Since ours is an industry infatuated with buzzwords, Timo Elliott remarked “new terms arise because of new technology, not new business problems. Big Data came from a need to name Hadoop [and other technologies now being relentlessly marketed as big data solutions], so anybody using big data to refer to business problems is quickly going to tie themselves in definitional knots.”
To which Mark Troester responded, “the hype of Hadoop is driving pressure on people to keep everything — but they ignore the difficulty in managing it.” John Haddad then quipped that “big data is a hoarders dream,” which prompted Andy Bitterer to coin the term HoardaByte for measuring big data, and then asking, “Would the real Big Data Lebowski please stand up?”
Although it’s probably no surprise that a blogger with obsessive-compulsive in the title of his blog would like Bitterer’s new term, the fact is that whether you choose to measure it in terabytes, petabytes, exabytes, HoardaBytes, or how much reality bitterly bites, our organizations have been compulsively hoarding data for a long time.
And with silos replicating data as well as new data, and new types of data, being created and stored on a daily basis, managing all of the data is not only becoming impractical, but because we are too busy with the activity of trying to manage all of it, we are hoarding countless bytes of data without evaluating data usage, gathering data requirements, or planning for data archival.
The Big Data Lebowski
In The Big Lebowski, Jeff Lebowski (“The Dude”) is, in a classic data quality blunder caused by matching on person name only, mistakenly identified as millionaire Jeffrey Lebowski (“The Big Lebowski”) in an eccentric plot expected from a Coen brothers film, which, since its release in the late 1990s, has become a cult classic and inspired a religious following known as Dudeism.
Historically, a big part of the problem in our industry has been the fact that the word “data” is prevalent in the names we have given industry disciplines and enterprise information initiatives. For example, data architecture, data quality, data integration, data migration, data warehousing, master data management, and data governance — to name but a few.
However, all this achieved was to perpetuate the mistaken identification of data management as an esoteric technical activity that played little more than a minor, supporting, and often uncredited, role within the business activities of our organizations.
But since the late 1990s, there has been a shift in the perception of data. The real data deluge has not been the rising volume, variety, and velocity of data, but instead the rising awareness of the big impact that data has on nearly every aspect of our professional and personal lives. In this brave new data world, companies like Google and Facebook have built business empires mostly out of our own personal data, which is why, like it or not, as individuals, we must accept that we are all data geeks now.
All of the hype about Big Data is missing the point. The reality is that Data is Big — meaning that data has now so thoroughly pervaded mainstream culture that data has gone beyond being just a cult classic for the data management profession, and is now inspiring an almost religious following that we could call Dataism.
The Data must Abide
“The Dude abides. I don’t know about you, but I take comfort in that,” remarked The Stranger in The Big Lebowski.
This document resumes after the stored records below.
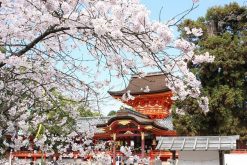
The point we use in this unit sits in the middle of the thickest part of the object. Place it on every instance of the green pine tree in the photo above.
(225, 80)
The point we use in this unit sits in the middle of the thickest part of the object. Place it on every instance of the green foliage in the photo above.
(225, 80)
(112, 113)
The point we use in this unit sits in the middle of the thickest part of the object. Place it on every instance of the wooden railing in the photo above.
(239, 151)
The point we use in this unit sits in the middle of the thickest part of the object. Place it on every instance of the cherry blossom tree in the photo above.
(50, 46)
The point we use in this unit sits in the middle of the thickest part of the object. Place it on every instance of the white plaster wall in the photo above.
(198, 158)
(235, 159)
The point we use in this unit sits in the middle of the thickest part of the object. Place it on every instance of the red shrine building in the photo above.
(148, 118)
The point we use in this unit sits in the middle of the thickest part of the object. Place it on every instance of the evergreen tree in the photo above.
(224, 80)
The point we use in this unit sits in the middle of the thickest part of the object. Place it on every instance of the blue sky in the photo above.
(170, 9)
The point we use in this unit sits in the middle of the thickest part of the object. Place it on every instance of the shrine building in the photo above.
(138, 126)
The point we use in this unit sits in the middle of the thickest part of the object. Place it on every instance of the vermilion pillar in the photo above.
(143, 144)
(114, 148)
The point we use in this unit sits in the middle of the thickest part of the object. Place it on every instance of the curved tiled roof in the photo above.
(85, 123)
(156, 83)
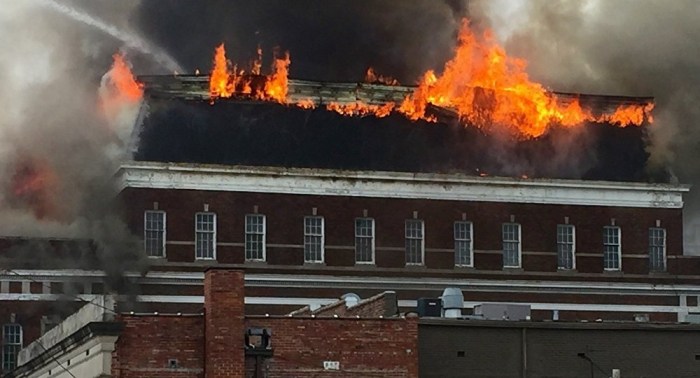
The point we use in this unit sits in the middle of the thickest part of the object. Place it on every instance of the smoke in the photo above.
(627, 47)
(328, 40)
(58, 150)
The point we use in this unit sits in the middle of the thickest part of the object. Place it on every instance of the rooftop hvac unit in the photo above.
(431, 307)
(502, 311)
(452, 302)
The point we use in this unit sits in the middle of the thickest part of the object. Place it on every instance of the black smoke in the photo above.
(328, 40)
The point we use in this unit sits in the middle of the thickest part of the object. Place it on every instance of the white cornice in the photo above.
(456, 187)
(303, 281)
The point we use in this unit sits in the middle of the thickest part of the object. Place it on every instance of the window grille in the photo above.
(566, 246)
(154, 233)
(463, 244)
(511, 245)
(205, 236)
(313, 239)
(364, 240)
(255, 237)
(414, 242)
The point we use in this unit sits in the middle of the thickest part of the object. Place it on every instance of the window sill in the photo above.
(613, 272)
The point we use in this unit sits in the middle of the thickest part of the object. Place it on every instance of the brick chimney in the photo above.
(224, 316)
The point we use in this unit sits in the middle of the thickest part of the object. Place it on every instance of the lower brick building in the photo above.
(347, 338)
(221, 341)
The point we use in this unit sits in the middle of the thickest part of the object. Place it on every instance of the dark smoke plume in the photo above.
(628, 47)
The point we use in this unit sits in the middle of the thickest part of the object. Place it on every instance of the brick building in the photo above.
(99, 341)
(316, 206)
(345, 339)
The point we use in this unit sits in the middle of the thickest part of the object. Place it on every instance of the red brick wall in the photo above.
(364, 348)
(224, 310)
(285, 215)
(148, 342)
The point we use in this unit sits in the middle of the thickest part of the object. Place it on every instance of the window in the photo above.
(255, 237)
(611, 248)
(463, 244)
(364, 240)
(11, 345)
(154, 233)
(511, 245)
(313, 239)
(657, 249)
(566, 246)
(414, 241)
(205, 236)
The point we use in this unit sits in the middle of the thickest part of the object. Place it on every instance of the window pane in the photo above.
(657, 249)
(611, 248)
(364, 240)
(255, 237)
(313, 239)
(205, 235)
(414, 241)
(565, 246)
(511, 245)
(463, 252)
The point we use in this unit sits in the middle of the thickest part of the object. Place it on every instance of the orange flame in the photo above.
(487, 88)
(372, 78)
(277, 86)
(121, 89)
(124, 80)
(360, 109)
(220, 81)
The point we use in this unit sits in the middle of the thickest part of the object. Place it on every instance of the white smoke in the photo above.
(55, 78)
(625, 47)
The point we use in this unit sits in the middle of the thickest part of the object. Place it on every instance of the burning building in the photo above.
(493, 185)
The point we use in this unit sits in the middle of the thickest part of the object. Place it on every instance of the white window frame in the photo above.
(422, 241)
(663, 248)
(196, 231)
(372, 238)
(146, 230)
(560, 243)
(619, 248)
(519, 241)
(8, 366)
(264, 238)
(322, 235)
(470, 241)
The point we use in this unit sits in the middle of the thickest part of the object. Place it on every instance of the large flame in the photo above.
(372, 78)
(276, 86)
(121, 88)
(227, 81)
(221, 83)
(481, 84)
(488, 88)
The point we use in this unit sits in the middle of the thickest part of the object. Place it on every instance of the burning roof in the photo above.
(182, 126)
(480, 115)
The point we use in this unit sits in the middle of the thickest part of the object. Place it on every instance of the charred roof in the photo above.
(182, 126)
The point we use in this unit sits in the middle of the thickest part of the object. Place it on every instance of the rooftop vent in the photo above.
(431, 307)
(452, 302)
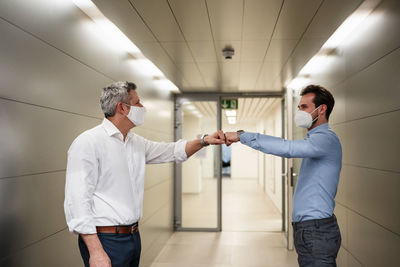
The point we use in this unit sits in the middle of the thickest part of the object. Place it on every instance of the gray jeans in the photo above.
(317, 242)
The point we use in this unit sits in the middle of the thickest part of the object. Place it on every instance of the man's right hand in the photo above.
(231, 137)
(99, 259)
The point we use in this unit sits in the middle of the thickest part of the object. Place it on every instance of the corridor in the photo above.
(251, 233)
(198, 66)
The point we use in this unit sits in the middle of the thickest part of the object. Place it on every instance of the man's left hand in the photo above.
(217, 138)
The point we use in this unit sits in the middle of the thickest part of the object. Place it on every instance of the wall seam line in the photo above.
(31, 244)
(56, 109)
(369, 219)
(369, 168)
(58, 49)
(366, 117)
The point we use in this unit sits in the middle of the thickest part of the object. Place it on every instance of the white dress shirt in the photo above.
(105, 176)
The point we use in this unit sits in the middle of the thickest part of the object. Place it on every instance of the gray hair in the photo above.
(114, 93)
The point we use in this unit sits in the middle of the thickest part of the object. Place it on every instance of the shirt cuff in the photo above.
(180, 151)
(79, 227)
(247, 137)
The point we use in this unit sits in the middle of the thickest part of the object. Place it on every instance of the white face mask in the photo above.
(304, 119)
(137, 115)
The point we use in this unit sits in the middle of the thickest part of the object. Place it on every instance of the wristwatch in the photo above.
(203, 143)
(239, 132)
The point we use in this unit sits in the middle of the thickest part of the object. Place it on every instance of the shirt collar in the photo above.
(322, 127)
(112, 130)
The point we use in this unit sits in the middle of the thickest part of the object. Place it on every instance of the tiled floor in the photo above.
(251, 234)
(244, 249)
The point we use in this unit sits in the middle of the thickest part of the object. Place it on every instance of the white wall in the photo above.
(270, 167)
(52, 68)
(244, 160)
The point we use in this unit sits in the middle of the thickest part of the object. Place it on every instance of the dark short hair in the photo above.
(322, 96)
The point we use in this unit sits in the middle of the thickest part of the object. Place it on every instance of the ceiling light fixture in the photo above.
(113, 33)
(230, 113)
(232, 120)
(330, 48)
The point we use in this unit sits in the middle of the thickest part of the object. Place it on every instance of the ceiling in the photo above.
(272, 39)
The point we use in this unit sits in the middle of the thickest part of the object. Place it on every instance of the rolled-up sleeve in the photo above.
(160, 152)
(314, 145)
(81, 180)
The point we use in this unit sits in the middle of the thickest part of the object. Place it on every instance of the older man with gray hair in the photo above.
(105, 178)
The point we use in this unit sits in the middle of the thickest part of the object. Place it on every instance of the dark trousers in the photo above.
(317, 242)
(122, 249)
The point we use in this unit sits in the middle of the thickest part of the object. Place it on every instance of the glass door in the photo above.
(198, 180)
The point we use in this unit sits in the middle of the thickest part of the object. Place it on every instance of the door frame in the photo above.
(205, 96)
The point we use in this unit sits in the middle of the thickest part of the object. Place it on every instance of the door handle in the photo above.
(292, 174)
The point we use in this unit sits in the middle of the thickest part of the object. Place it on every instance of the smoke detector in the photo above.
(228, 52)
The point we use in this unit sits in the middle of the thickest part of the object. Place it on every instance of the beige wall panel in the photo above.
(373, 142)
(159, 118)
(40, 74)
(379, 189)
(36, 139)
(332, 74)
(294, 18)
(345, 259)
(259, 18)
(156, 227)
(152, 135)
(156, 197)
(382, 25)
(157, 14)
(192, 17)
(341, 195)
(158, 173)
(376, 89)
(338, 114)
(60, 249)
(304, 51)
(156, 53)
(371, 244)
(36, 200)
(341, 215)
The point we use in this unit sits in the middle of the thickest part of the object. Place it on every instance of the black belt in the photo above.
(315, 222)
(118, 229)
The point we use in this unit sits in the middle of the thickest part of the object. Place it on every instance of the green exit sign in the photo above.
(229, 104)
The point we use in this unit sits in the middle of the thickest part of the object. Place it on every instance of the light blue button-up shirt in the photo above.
(319, 172)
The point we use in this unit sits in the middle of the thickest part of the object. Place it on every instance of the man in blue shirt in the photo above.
(316, 233)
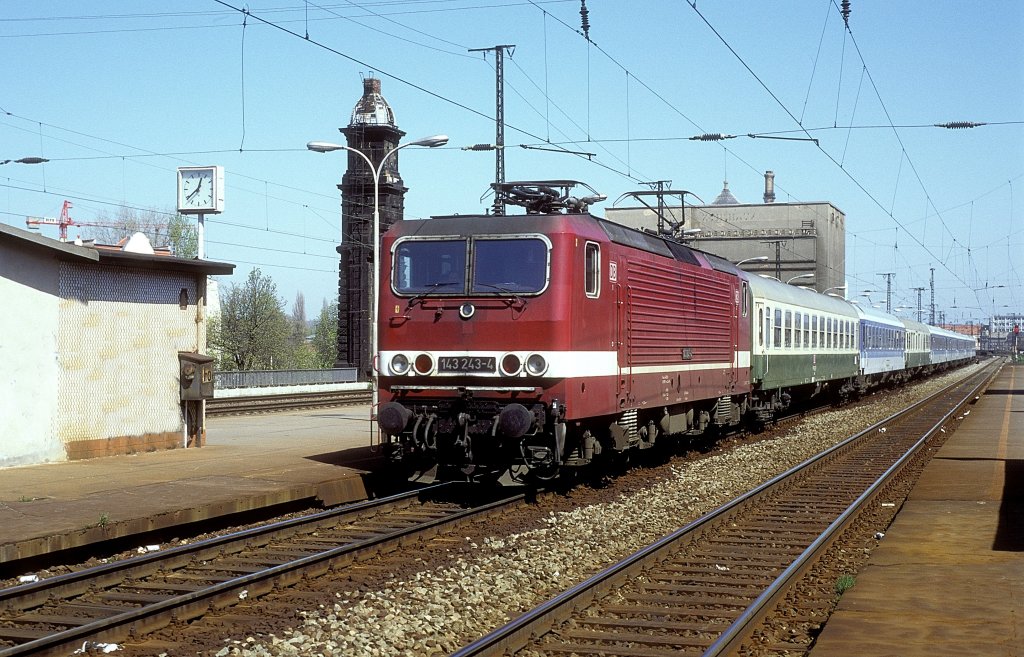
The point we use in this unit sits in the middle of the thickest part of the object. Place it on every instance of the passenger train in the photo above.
(537, 342)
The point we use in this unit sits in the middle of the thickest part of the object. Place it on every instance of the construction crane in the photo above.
(65, 220)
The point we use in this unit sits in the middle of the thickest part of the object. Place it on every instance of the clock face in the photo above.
(197, 190)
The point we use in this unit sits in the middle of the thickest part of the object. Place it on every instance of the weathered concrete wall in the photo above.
(29, 389)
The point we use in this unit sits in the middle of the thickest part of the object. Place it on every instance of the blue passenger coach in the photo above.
(947, 346)
(883, 343)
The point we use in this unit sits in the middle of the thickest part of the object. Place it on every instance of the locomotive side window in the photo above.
(434, 266)
(593, 273)
(512, 265)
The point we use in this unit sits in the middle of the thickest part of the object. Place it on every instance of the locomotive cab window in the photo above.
(509, 265)
(478, 266)
(430, 266)
(593, 269)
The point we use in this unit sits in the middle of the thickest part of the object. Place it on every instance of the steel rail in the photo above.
(75, 583)
(739, 630)
(542, 618)
(136, 622)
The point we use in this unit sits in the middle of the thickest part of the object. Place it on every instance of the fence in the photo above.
(265, 378)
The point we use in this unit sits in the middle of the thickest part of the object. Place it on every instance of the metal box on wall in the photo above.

The Data must also abide. And the Data must abide both the Business and the Individual. The Data abides the Business if data proves useful to our business activities. The Data abides the Individual if data protects the privacy of our personal activities.
The Data abides. I don’t know about you, but I would take more comfort in that than in any solutions The Stranger Salesperson wants to sell me that utilize an eccentric sales pitch involving HoardaBytes and the Big Data Lebowski.